El establecimiento de corredores de bosque que conecten los parches aislados y que permitan la movilidad de animales frugívoros y polinizadores como primates, aves arborícolas y abejorros, entre otros, que de otra forma no pueden sortear por sí solos los amplios espacios sin árboles, debe ser una actividad prioritaria. Ello es posible mediante las campañas educativas y la creación de incentivos de conservación para los propietarios de tierras en esta zona de vida, muchos de los cuales estarán dispuestos a ceder parte de sus potreros, cada vez menos productivos, para la reforestación. Además de los beneficios a mediano y largo plazo para el propietario, tanto directos —productos maderables y no maderables—, como indirectos —servicios ambientales como la conservación de los drenajes, los incentivos para la conservación pueden consistir en rebajas tributarias para los predios. Iniciativas de este tipo ya se están implementando con éxito en paisajes rurales andinos del Eje Cafetero.

En áreas donde los remanentes de bosque seco son relictuales y están sometidos a altos niveles de intervención, la silvicultura ordenada puede ser una solución a la explotación maderera desmedida. Los métodos más convenientes parecen ser los que, basados en la propia dinámica del bosque, extraen la madera útil, pero dejan siempre individuos jóvenes o plántulas que permitan su regeneración. El establecimiento de diámetros mínimos de corte, para cada especie de árbol, sustentado en un profundo conocimiento de su crecimiento y del tiempo que requiere para pasar de una categoría diamétrica a otra, es una técnica que contribuye a garantizar una producción sostenible. Las talas rasas no permiten el uso sostenido del bosque debido a la gran cantidad de nutrientes que se eliminan del ecosistema.
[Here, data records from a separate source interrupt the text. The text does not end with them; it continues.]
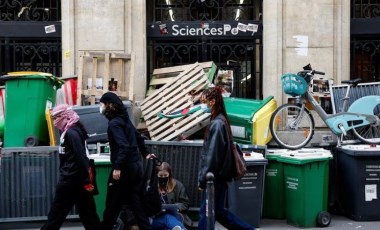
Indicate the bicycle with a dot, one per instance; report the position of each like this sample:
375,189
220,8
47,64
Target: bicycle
362,117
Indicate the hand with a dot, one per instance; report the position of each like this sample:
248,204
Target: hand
116,174
89,187
151,156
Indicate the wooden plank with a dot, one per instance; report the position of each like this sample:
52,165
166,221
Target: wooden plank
161,123
149,102
159,75
172,100
157,92
80,80
160,81
181,125
174,69
189,125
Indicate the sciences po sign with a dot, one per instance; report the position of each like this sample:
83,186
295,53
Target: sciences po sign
200,29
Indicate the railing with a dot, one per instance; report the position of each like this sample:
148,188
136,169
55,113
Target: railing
33,10
365,9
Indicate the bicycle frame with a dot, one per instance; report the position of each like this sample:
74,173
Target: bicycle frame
341,122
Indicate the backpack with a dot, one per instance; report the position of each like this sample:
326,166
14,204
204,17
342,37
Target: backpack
151,197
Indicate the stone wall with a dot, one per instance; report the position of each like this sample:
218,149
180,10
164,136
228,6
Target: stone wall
296,32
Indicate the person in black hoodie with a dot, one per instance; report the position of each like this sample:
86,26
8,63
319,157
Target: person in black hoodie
216,157
125,182
74,185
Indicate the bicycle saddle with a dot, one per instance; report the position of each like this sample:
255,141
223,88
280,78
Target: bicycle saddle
353,82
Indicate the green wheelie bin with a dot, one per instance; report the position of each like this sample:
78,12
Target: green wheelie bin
28,95
306,174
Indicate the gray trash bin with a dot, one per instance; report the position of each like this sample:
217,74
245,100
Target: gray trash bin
245,196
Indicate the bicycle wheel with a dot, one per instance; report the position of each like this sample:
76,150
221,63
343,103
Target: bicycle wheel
370,133
290,128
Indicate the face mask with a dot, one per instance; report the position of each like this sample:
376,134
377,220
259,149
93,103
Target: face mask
205,108
102,108
163,181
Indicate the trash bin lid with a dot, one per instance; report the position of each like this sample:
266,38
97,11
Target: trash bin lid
243,109
31,75
273,154
304,156
28,73
360,150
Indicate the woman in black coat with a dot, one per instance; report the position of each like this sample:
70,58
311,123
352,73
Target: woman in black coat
216,158
125,182
74,186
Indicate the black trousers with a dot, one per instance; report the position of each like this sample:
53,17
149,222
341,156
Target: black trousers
126,193
68,194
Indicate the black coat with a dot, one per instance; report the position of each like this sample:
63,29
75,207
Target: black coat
73,158
125,141
216,155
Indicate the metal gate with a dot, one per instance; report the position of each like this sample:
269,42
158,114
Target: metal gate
365,40
30,36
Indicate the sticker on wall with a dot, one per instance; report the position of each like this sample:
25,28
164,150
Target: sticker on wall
242,27
66,54
302,42
163,29
50,29
252,28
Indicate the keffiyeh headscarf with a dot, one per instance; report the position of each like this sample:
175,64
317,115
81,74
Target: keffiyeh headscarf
64,117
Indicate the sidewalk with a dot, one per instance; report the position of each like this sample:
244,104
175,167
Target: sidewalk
337,223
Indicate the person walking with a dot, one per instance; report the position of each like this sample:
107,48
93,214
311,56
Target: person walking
216,157
174,199
74,186
125,184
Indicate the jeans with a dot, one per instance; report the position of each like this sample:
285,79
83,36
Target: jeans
222,215
166,221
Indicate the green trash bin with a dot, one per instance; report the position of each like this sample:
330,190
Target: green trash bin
102,169
250,119
274,189
27,97
306,174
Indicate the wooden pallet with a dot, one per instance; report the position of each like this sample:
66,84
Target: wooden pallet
162,76
97,69
173,96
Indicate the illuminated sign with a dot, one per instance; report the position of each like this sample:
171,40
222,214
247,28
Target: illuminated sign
198,29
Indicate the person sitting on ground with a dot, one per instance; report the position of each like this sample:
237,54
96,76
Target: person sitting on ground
174,198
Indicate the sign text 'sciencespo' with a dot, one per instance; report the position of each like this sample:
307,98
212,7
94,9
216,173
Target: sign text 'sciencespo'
203,31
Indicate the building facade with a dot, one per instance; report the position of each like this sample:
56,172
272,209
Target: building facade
258,40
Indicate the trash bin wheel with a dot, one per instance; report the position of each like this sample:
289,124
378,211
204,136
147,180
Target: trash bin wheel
323,219
31,141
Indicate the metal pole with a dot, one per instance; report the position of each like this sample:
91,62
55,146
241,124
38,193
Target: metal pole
210,213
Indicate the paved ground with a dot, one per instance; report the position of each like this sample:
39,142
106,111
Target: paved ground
337,223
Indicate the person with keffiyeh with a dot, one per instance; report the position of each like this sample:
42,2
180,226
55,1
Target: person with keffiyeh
74,186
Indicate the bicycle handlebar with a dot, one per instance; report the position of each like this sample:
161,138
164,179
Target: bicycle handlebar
318,72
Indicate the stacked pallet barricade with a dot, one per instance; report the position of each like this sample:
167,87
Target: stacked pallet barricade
100,72
175,95
162,76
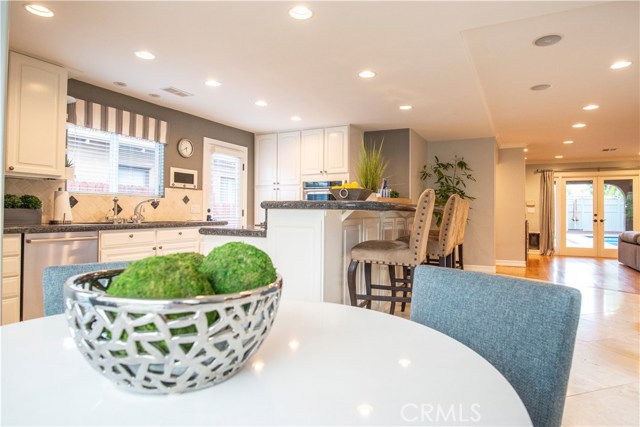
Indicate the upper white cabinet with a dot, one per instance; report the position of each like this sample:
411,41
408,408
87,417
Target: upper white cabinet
277,169
326,152
36,117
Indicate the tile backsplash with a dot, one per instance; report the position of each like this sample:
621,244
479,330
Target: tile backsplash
176,205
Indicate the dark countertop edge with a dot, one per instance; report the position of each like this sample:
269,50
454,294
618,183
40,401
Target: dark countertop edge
350,205
236,232
48,228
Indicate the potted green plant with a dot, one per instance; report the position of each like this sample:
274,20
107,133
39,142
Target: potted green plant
450,178
21,210
371,166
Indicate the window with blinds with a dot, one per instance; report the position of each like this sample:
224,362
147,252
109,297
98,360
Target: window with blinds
226,191
109,163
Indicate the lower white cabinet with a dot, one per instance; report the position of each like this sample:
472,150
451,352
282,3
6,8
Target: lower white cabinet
11,260
132,245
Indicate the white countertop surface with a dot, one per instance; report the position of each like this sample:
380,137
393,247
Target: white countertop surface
322,364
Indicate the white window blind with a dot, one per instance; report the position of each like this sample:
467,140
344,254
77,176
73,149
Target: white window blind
109,163
226,175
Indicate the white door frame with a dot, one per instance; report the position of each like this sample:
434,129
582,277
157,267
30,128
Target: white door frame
598,177
210,145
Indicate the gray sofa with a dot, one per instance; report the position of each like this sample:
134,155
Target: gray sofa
629,249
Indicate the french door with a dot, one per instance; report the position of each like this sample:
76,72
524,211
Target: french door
225,182
593,210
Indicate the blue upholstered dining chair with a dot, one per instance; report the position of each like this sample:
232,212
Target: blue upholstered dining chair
53,279
525,329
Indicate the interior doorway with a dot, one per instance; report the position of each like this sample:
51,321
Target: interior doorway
592,210
225,182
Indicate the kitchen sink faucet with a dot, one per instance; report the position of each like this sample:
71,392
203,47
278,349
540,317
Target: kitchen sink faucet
137,216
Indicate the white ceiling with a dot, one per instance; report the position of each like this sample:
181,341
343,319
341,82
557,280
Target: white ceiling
465,67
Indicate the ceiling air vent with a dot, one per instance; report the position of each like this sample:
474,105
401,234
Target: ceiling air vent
177,92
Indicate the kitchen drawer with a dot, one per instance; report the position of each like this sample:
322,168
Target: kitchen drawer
11,245
10,310
122,238
11,287
172,235
10,266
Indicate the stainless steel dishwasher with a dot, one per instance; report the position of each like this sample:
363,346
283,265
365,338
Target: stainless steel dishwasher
44,249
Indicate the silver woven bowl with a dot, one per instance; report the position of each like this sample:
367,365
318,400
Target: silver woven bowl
167,346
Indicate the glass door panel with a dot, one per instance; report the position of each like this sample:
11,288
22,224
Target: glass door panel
579,211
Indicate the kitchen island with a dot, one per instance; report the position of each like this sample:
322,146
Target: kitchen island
310,241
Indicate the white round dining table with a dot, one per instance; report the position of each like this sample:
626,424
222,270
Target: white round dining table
321,364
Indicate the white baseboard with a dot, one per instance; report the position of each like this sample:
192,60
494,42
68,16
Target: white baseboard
491,269
510,263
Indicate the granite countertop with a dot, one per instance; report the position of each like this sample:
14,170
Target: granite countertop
101,226
345,205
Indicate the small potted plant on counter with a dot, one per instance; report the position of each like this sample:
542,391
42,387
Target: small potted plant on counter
22,210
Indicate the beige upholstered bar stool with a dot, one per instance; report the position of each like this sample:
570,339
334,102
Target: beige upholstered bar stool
392,253
463,215
440,246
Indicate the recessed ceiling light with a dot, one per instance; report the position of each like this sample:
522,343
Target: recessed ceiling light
620,64
143,54
36,9
540,87
300,12
549,40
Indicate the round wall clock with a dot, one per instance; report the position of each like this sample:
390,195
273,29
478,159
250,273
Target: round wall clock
185,147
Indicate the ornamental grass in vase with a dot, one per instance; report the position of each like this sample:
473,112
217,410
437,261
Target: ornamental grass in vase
371,166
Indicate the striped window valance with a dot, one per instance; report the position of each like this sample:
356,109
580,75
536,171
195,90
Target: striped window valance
101,117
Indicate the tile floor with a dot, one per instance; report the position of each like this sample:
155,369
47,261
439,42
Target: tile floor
604,383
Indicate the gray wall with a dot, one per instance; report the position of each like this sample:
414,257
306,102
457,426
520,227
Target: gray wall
179,125
510,207
395,149
481,155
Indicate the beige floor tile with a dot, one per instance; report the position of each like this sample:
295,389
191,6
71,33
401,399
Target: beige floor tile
596,367
615,406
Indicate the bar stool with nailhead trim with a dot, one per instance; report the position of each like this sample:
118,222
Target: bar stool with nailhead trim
392,253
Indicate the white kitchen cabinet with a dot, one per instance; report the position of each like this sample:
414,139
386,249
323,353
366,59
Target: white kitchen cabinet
11,260
132,245
277,170
325,153
36,117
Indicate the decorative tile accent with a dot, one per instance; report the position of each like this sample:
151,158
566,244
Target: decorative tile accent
94,207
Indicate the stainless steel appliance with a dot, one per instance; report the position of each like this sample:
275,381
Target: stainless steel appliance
318,190
44,249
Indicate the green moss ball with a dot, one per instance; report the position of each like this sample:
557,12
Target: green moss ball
236,267
163,277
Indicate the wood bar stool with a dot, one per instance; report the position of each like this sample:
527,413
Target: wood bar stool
392,253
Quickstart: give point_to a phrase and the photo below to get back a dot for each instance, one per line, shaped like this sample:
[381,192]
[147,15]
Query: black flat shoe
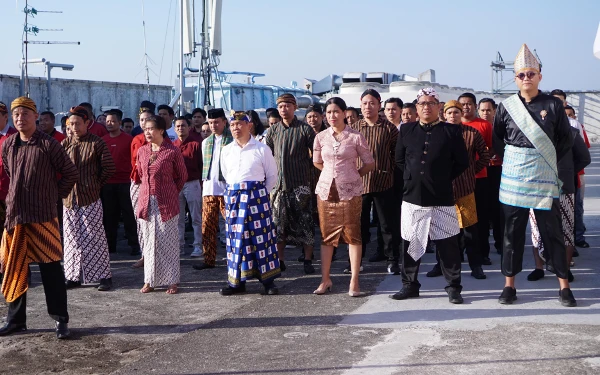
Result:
[308,267]
[566,298]
[455,297]
[477,273]
[378,257]
[535,275]
[229,291]
[270,290]
[70,284]
[405,293]
[105,285]
[62,331]
[10,328]
[435,271]
[202,266]
[508,296]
La conservación de la diversidad biológica y del bosque seco tropical debe ser parte del legado de nuestra generación al futuro y en él debemos incluir el patrimonio natural y cultural como piezas fundamentales para la preservación de la especie humana. Naturaleza y cultura han conformado históricamente el carácter y la riqueza de los pueblos latinoamericanos y ahora nosotros somos responsables de esa herencia que vamos a dejar en sus manos: un planeta tan rico en ambos aspectos, como lo encontramos al nacer.